SULTAN ŞİFACISI: HEKİMBAŞI SALİH EFENDİ YALISI
Osmanlı İmparatorluğu’nda, II. Mahmud zamanında açılan ilk tıp okulundan mezun olan Salih Efendi üç sultanın doktorluğunu yapmış önemli bir tıp alimi. Aynı zamanda botanik bilgini de olan Salih Efendi’nin bahçesinde diktiği ve kendi aşıladığı bir gül ‘Hekimbaşı Gülü’ adıyla anılıyor. Hekimbaşı 63 yaşında iken ders verdiği 16 yaşında bir Çerkes güzeli olan Payidar’la evlenmiş. 20’inci yüzyılın ortalarında İngiliz gezi yazarı Freya Stark’ın da misafir olduğu yalı, bugün hâlâ 1905 yılında 89 yaşında ölen Salih Efendi’nin Payidar’dan olan mirasçılarına ait. 2010’da restore edilen ve Binbir Gece gibi televizyon dizilerine ev sahipliği yapan yalının orijinal hali korunan Türk hamamı ise ilgiyi üzerine çekiyor.
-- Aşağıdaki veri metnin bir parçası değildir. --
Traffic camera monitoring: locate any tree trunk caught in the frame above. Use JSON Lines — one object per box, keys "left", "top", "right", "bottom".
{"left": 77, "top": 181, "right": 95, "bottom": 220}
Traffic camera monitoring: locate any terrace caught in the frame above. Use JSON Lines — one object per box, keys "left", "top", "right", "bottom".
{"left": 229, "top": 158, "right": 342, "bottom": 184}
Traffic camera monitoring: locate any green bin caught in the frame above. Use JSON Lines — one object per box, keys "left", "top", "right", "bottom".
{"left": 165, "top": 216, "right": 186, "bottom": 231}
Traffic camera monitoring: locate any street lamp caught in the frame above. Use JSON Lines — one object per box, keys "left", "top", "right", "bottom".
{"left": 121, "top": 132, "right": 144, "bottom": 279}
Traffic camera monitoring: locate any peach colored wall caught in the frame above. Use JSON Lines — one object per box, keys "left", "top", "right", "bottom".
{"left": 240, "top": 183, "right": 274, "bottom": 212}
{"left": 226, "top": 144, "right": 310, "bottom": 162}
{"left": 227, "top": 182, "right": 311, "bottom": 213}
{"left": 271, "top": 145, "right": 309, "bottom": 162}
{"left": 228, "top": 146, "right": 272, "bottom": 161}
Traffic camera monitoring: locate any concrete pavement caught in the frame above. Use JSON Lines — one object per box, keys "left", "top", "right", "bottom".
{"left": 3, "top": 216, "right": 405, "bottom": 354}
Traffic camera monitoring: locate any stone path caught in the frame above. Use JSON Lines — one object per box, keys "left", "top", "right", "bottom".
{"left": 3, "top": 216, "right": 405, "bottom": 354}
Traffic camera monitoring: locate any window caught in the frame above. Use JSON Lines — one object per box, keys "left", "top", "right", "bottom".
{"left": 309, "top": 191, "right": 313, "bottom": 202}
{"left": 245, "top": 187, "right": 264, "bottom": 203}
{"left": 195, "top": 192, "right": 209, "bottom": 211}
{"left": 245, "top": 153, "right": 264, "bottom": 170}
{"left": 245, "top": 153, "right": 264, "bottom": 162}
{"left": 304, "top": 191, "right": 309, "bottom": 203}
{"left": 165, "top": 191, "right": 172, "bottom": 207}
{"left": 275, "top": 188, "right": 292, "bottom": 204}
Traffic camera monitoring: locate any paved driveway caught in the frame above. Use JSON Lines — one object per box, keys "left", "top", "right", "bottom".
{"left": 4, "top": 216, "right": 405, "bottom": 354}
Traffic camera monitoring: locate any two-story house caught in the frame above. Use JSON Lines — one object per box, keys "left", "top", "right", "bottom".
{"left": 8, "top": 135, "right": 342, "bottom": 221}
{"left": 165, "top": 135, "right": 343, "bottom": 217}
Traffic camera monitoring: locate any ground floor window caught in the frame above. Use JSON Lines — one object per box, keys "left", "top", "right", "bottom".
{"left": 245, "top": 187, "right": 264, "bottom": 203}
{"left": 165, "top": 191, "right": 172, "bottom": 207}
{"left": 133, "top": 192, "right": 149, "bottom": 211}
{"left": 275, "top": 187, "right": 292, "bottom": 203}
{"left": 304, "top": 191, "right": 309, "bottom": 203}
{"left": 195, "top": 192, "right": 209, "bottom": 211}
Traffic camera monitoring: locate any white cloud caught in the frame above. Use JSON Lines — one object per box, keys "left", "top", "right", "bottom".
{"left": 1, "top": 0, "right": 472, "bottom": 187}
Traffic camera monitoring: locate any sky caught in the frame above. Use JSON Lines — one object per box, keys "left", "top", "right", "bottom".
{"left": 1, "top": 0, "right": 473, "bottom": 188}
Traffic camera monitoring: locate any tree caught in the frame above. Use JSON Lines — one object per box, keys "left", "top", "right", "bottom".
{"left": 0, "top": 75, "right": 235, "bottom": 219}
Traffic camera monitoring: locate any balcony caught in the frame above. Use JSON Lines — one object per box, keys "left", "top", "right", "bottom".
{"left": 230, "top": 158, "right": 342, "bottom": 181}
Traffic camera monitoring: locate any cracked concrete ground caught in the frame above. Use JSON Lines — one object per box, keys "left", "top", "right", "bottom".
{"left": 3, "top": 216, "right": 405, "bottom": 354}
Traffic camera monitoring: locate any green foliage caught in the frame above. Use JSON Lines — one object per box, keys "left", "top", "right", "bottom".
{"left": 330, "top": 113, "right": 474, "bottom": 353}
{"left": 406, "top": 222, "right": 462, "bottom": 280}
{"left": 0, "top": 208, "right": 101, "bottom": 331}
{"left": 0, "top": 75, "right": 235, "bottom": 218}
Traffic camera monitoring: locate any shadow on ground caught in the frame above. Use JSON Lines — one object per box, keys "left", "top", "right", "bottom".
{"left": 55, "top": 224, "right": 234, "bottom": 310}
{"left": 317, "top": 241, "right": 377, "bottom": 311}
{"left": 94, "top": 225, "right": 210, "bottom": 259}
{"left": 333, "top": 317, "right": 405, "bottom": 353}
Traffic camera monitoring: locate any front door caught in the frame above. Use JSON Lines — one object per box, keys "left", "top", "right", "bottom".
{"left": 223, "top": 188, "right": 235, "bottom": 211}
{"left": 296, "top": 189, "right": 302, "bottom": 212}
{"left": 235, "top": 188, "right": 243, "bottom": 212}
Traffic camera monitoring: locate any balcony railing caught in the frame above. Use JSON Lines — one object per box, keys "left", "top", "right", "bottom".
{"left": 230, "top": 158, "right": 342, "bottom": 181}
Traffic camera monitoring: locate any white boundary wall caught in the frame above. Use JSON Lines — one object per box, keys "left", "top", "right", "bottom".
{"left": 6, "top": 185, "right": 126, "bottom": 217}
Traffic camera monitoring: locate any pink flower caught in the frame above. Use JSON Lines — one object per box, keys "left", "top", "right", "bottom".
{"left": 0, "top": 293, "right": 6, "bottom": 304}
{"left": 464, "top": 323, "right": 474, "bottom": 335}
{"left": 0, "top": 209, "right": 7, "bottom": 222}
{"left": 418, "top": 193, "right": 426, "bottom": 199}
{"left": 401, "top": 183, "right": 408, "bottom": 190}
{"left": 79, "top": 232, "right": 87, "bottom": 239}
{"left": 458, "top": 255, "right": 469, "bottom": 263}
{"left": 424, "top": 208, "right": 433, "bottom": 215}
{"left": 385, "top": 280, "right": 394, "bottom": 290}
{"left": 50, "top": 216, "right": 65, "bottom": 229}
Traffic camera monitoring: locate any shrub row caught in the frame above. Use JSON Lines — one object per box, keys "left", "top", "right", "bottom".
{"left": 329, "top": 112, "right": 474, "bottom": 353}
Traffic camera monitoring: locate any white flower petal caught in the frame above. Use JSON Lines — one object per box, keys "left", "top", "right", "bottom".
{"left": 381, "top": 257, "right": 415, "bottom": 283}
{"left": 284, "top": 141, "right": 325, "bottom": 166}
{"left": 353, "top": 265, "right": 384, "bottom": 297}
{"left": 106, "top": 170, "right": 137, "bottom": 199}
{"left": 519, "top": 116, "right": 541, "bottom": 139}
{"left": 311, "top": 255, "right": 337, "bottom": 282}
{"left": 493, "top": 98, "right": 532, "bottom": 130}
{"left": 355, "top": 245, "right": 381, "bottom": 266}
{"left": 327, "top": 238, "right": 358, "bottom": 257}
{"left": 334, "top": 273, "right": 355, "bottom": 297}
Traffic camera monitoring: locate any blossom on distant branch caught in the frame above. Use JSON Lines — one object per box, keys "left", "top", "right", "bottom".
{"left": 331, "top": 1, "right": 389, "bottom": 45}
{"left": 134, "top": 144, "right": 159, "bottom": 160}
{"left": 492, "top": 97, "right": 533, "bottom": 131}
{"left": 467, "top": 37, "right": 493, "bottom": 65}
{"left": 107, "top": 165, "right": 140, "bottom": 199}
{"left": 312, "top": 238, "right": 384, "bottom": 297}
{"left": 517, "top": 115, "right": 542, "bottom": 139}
BOĞAZ'IN KIDEMLİSİ AMCAZADE HÜSEYİN PAŞA (KÖPRÜLÜ) YALISI
Sadrazam Köprülü Fazıl Ahmed Paşa’nın amcasının oğlu olduğundan Hüseyin Paşa’ya “Amcazade” demişler. Yalı, Boğaziçi’nin en kıdemlisi. 1698 yılında Sadrazam Hüseyin Paşa için yapılmış olan yalının önemi sadece mimarisinden değil burada gerçekleşen olaylardan da kaynaklanıyor. Paşa, Divan Yolu ve Çemberlitaş’taki birçok binayı bugüne miras bırakmış olan ünlü ve güçlü Köprülü ailesinin bir ferdi. Bir Mevlevi olan Hüseyin Paşa, Osmanlı’da görev yapan Köprülü ailesine mensup beş sadrazamın dördüncüsü. Paşa, Sultan II. Mustafa’nın temsilcisi olarak 1698 yılında Karlofça’da Avrupalılarla masaya oturmuştu.
ADI ÇIKMIŞ DOKUZA: YILANLI YALI
Bebek’ten Rumeli Hisarı’na doğru yürürken Ayşe Sultan ve Arifi Paşa korularından sonra karşınıza çıkan 18’inci yüzyılda inşa edilen Yılanlı Yalı'nın ismi mecburiyetten verilmiş: II. Mahmud, Hariciye Nazırı Mustafa Efendi’nin yalısını pek beğenmiş ve konuyu ortak dostları Said Efendi’ye açmış. Said Efendi arkadaşını korumak için yalının yılanlı olduğunu uydurmuş. Padişah yalıyı almamış ama yalının adı ‘Yılanlı Yalı’ olarak kalmış. Yalı 1964 senesinde çıkan şaibeli bir yangınla tamamen yandıktan sonra 1989’da yalının bir kısmı aslına uygun olarak restore edildi.